I recently heard a Hugo Vickers talk describing the history behind the King's Speech. It was superb. He has an encyclopaedic knowledge of his subject as well as a consuming passion for it. These are excellent start points for any biographer. In summary, this is a great book and well worth reading.
on 30 September 2015
This is not the Queen Elizabeth that I knew and my grandmother would not recognise this biography. Her birth is glossed over and no mention of her mother who was undoubtedly the family cook whose name was one given to Elizabeth The author writes of her saintliness and does not mention the cunning of this extraordinarily self obsessed woman.

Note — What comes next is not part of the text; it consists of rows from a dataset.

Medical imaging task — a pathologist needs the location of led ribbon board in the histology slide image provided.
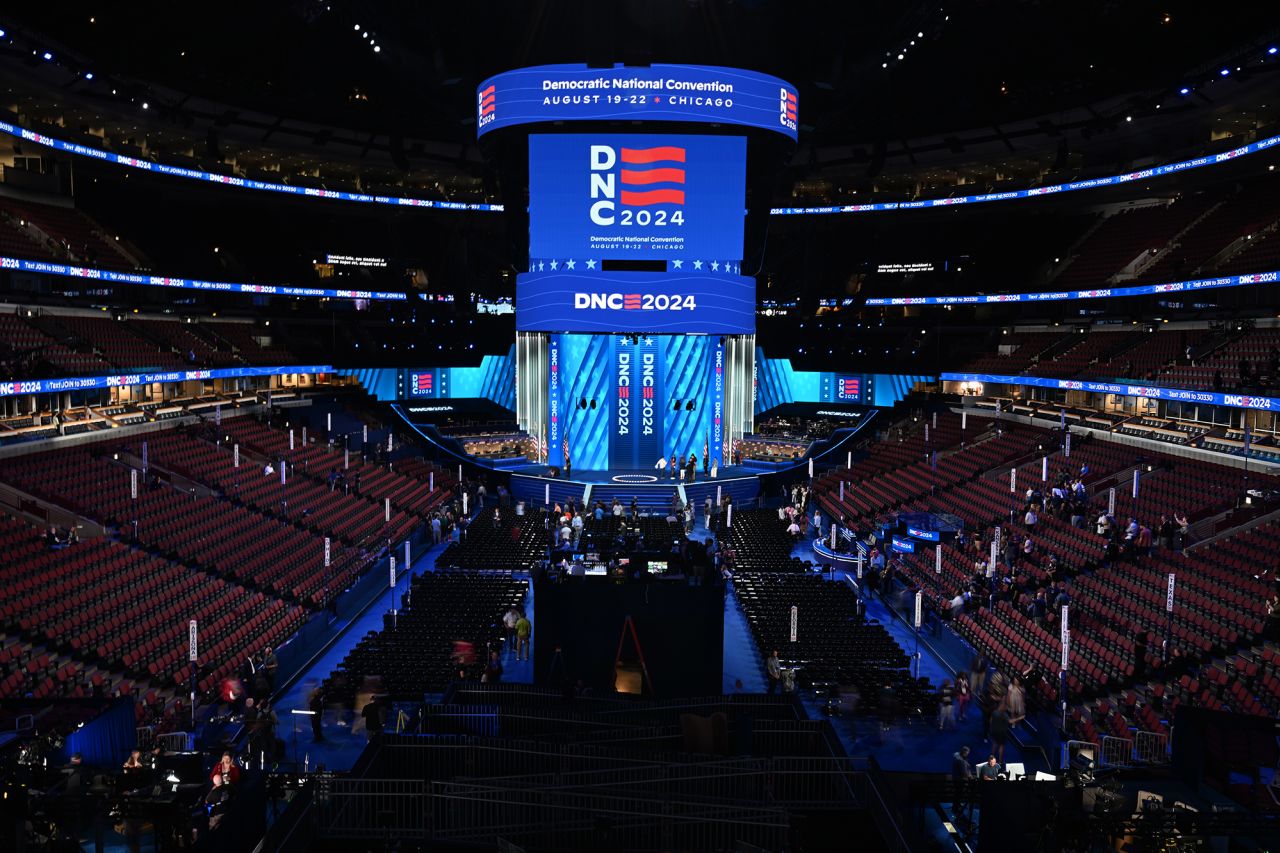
[941,373,1280,411]
[476,64,799,142]
[867,272,1280,305]
[0,122,502,211]
[0,257,408,301]
[0,364,333,397]
[516,267,755,334]
[529,133,746,264]
[0,117,1280,216]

Elizabeth's desire to marry the Prince of Wales is not mentioned nor the newspaper article that a Scottish peer's daughter to marry him and who tipped of the press to be at Aberdeen station to see the Prince of Wales meet Mrs Simpson?These all bear the hand of Elizabeth Bowes Lyon as is the "China Dossier" which has never been seen and yet emanated from Elizabeth as Duchess of York. Elizabeth, from her young days, would always take to her bed to scheme and plot. Developing whooping cough on her honeymoon was strange as there were no other cases so from whom did she catch it? All her friendships with the clergy were to advance her position from Duchess to Queen when the Prince of Wales fell in love with Mrs Simpson. No mention is made of Bertie's mistresses and in particular Evelyn (Boo) Laye who and not Elizabeth introduced him to Lionel Logue. Her hatred of the Duchess of Windsor verged on paranoia and her treatment of her once loved David turned to the most un Christian treatment of them. Her poor husband was forced into withholding all that was due to the Duke and Duchess. King George and Queen Mary were well aware of her ambition and did not trust her. Whenever I met her she tried to charm with her artificial smile and none of my family or friends were taken in by this tiny woman of artifice.
on 6 September 2015
Just as I suspected and informed by my grandparents. She was a nasty piece of work, for which a brain dead nation fell for.
on 19 December 2012
I am very happy with my order very good value i would recommend other buyers, very good value,
on 1 November 2005
The Booker prize-winning author Arundhati Roy asserted that, "Selfish writers leave you with the memory of their book. Generous writers leave you with the memory of the world they evoked." Hugo Vickers is, indeed, a generous writer. It is inconceivable that his account will not become the standard one not only for all accounts of the life of the late Queen Elizabeth, mother of the current Queen, but of the era in which she flourished. His research is meticulous yet never pedantic, his prose approachable without being condescending, and his reporting of incidents throughout the life of the Queen are interesting and humorous without stooping to the level of common gossip. There is no question that she was the making of her husband, King George VI, who was ill-prepared to assume the throne when his selfish and immature brother abdicated. A lesser woman would have carried a chip on her shoulder so large and heavy that she would have been forced to her knees under its weight. Yet Queen Elizabeth was the one who, through her dedication and sheer hard work, brought her husband's subjects eagerly and willingly not to her feet but to her side. Shawcross, the chosen biographer of the late Queen, might just as well pack up and go home. No one will be able to match Vickers' work. He has done justice to a great lady and we are greatly in his debt.